Wednesday, November 24, 2010

Chalmers Johnson

Chalmers Johnson, an Asian studies scholar who stirred controversy with books contending that the United States was trying to create a global empire and was paying a stiff price for it, died Saturday at his home in Cardiff-by-the Sea, Calif. He was 79.

Trying to? Who doubts it? Well, other than Karl Rove, Fox-nuts and the extreme rightwingers?

Dr. Johnson, who considered himself a longtime cold warrior, was a consultant to the Central Intelligence Agency for many years. But after the collapse of the Soviet Union he became concerned that the United States was increasingly using its military presence to gain power over the global economy.

That would make it George HW Bush's and Bill Clinton's presidencies.

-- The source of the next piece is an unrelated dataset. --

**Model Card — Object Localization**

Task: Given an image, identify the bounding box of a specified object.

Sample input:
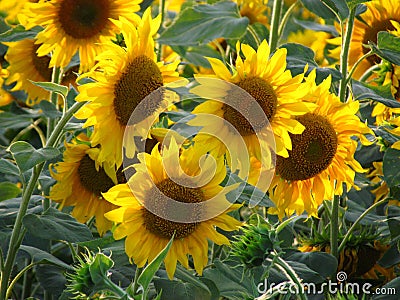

Summarizing the series in “Dismantling the Empire,” Dr. Johnson said that “blowback” means more than a negative, sometimes violent reaction to United States policy. “It refers to retaliation for the numerous illegal operations we have carried out abroad that were kept totally secret from the American public,” he wrote. “This means that when the retaliation comes, as it did so spectacularly on Sept. 11, 2001, the American public is unable to put the events in context. So they tend to support acts intended to lash out against the perpetrators, thereby most commonly preparing the ground for yet another cycle of blowback.”

Not because they hate our way of life.


His 1982 book, “MITI and the Japanese Miracle” (MITI stands for the Ministry of International Trade and Industry), challenged conventional wisdom with its premise that Japan was a “capitalist developmental state” that combined government industrial strategy with free-market forces. His ideas contradicted those of economists who insisted that Japan’s economic rise was almost entirely based on the free market. The heavily state-influenced economic model that Dr. Johnson elucidated can now be seen in South Korea, Taiwan, Singapore and China. “This,” Dr. Keehn said, “is how you can have a contradiction that the world’s last remaining powerful Communist country is also the world’s greatest rising capitalist success.”